Valeur attendue de la statistique d'ordre pour une distribution uniforme

L' approche k / ( n + 1) équivaut à tracer les points en fonction de la probabilité que la dernière des ( n + 1 ) valeurs tirées au hasard ne dépasse pas la k -ième plus petite des n premières valeurs tirées au hasard.

Valeur attendue de la statistique d'ordre pour une distribution normale standard

Lors de l'utilisation d'un diagramme de probabilité normal , les quantiles utilisés sont les rankits , le quantile de la valeur attendue de la statistique d'ordre d'une distribution normale standard.
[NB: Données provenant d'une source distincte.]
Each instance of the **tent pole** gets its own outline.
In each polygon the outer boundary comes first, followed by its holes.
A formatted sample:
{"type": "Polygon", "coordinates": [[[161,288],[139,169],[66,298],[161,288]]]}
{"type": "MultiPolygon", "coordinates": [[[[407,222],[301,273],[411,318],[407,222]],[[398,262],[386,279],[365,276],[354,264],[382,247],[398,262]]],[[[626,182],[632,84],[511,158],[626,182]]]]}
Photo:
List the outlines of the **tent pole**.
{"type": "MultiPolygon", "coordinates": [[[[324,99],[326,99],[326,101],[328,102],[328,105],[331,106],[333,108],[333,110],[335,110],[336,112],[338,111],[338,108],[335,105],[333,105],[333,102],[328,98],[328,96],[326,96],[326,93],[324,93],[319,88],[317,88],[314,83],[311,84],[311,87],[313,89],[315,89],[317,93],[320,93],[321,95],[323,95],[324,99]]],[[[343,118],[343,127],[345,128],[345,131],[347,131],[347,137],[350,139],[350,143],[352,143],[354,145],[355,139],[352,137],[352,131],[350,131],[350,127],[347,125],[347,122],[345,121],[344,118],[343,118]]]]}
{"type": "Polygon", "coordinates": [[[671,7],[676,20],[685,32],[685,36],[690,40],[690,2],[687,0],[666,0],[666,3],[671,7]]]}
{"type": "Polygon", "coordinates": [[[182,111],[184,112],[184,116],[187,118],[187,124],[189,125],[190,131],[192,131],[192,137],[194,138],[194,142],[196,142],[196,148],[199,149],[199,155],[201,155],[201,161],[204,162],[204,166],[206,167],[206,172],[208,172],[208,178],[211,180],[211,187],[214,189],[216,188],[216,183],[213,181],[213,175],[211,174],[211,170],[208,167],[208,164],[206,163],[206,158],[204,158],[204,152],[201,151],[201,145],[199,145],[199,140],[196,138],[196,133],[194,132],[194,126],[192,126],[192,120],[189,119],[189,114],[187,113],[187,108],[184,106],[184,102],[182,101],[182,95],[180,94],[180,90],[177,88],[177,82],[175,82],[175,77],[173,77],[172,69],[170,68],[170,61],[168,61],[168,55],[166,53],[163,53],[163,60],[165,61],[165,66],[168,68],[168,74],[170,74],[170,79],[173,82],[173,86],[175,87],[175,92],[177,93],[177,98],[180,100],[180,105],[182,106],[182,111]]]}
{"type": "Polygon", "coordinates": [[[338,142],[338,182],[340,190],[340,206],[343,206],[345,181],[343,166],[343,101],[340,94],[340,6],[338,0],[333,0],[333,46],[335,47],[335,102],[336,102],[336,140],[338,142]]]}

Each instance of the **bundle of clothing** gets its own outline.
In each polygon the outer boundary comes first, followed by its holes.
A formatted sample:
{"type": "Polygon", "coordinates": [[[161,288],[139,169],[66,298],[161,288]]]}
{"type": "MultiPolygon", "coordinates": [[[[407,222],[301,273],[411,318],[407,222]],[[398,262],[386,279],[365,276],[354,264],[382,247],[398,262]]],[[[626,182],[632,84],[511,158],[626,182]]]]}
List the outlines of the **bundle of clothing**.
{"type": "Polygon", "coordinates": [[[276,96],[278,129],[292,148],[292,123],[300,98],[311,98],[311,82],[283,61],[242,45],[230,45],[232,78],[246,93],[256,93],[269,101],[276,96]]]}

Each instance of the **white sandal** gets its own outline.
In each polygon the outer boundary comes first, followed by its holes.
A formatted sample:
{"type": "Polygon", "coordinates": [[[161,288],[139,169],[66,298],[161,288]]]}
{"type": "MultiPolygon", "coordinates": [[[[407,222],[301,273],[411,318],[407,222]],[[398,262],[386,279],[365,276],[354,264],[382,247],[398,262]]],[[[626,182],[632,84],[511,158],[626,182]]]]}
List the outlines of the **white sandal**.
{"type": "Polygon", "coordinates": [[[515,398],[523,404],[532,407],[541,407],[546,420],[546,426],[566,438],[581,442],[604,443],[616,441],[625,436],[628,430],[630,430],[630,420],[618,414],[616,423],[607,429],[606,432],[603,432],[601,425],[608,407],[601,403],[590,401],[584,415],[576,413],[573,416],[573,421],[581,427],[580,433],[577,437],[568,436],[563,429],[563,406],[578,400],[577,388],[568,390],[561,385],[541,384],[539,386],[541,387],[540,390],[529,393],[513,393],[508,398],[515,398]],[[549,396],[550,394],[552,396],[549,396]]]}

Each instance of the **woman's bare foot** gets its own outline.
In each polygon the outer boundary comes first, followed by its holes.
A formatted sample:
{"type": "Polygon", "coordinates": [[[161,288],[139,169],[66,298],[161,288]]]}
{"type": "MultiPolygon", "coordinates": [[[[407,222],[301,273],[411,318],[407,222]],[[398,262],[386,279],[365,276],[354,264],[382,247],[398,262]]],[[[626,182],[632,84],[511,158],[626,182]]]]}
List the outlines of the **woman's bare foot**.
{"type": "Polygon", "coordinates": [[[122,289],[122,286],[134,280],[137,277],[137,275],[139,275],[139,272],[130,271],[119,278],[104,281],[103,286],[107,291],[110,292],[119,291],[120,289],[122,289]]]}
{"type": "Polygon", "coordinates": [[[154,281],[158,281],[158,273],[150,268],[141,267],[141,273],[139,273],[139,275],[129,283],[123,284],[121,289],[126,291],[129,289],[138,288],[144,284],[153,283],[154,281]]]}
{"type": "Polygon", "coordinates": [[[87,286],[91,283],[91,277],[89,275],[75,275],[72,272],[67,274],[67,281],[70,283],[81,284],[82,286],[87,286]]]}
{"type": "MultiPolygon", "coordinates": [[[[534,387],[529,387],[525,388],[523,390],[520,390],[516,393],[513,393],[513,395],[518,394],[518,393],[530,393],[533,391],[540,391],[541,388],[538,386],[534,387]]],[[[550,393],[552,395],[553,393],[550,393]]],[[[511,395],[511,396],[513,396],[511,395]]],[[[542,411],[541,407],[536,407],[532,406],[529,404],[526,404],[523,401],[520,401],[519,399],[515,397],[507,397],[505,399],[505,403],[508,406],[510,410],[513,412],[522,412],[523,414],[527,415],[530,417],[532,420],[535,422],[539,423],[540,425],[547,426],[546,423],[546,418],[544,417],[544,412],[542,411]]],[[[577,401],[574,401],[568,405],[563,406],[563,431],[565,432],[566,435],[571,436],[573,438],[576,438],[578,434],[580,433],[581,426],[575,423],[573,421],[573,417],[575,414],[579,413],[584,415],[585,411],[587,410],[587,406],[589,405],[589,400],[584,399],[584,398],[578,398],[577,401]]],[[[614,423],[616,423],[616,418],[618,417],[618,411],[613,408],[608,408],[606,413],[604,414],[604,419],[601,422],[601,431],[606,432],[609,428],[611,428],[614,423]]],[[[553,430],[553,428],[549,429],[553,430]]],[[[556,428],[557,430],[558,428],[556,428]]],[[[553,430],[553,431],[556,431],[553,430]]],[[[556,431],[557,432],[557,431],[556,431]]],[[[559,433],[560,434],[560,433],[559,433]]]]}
Plus généralement, le test de Shapiro-Wilk utilise les valeurs attendues des statistiques d'ordre de la distribution donnée ; le tracé et la ligne résultants donnent l' estimation des moindres carrés généralisés pour l'emplacement et l'échelle (à partir de l' intercept et de la pente de la ligne ajustée). Bien que cela ne soit pas trop important pour la distribution normale (l'emplacement et l'échelle sont estimés respectivement par la moyenne et l'écart type), cela peut être utile pour de nombreuses autres distributions.

Cependant, cela nécessite de calculer les valeurs attendues de la statistique d’ordre, ce qui peut être difficile si la distribution n’est pas normale.

Médiane des statistiques de commande

Alternativement, on peut utiliser des estimations de la médiane des statistiques d'ordre, que l'on peut calculer sur la base des estimations de la médiane des statistiques d'ordre d'une distribution uniforme et de la fonction quantile de la distribution ; cela a été suggéré par Filliben (1975).

Ceci peut être facilement généré pour toute distribution pour laquelle la fonction quantile peut être calculée, mais inversement, les estimations résultantes de l'emplacement et de l'échelle ne sont plus précisément les estimations des moindres carrés, bien que celles-ci ne diffèrent significativement que pour n petit.

Heuristique

Plusieurs formules différentes ont été utilisées ou proposées comme positions de tracé symétriques affines . Ces formules ont la forme ( ka ) / ( n + 1 − 2 a ) pour une valeur de a comprise entre 0 et 1, ce qui donne une plage comprise entre k / ( n + 1) et ( k − 1) / ( n − 1) .

Les expressions incluent :

  • k / ( n + 1)
  • ( k − 0,3) / ( n + 0,4) .
  • ( k − 0,3175) / ( n + 0,365) .
  • ( k − 0,326) / ( n + 0,348) .
  • ( k − ⅓) / ( n + ⅓) .
  • ( k − 0,375) / ( n + 0,25) .
  • ( k − 0,4) / ( n + 0,2) .
  • ( k − 0,44) / ( n + 0,12) .
  • ( k − 0,5) /  n .
  • ( k − 0,567) / ( n − 0,134) .
  • ( k − 1) / ( n − 1) .

Pour un échantillon de grande taille, n , il y a peu de différence entre ces différentes expressions.

L'estimation de Filliben

Les médianes des statistiques d'ordre sont les médianes des statistiques d'ordre de la distribution. Elles peuvent être exprimées en termes de fonction quantile et de médianes des statistiques d'ordre pour la distribution uniforme continue par :

U ( i ) sont les médianes des statistiques d'ordre uniforme et G est la fonction quantile de la distribution souhaitée. La fonction quantile est l'inverse de la fonction de distribution cumulative (probabilité que X soit inférieur ou égal à une certaine valeur). Autrement dit, étant donné une probabilité, nous voulons le quantile correspondant de la fonction de distribution cumulative.

James J. Filliben utilise les estimations suivantes pour les médianes des statistiques d'ordre uniforme :

La raison de cette estimation est que les médianes des statistiques d’ordre n’ont pas une forme simple.

Logiciel

Le langage de programmation R est fourni avec des fonctions permettant de réaliser des tracés Q–Q, à savoir qqnorm et qqplot du statspackage. Le fastqqpackage implémente un tracé plus rapide pour un grand nombre de points de données.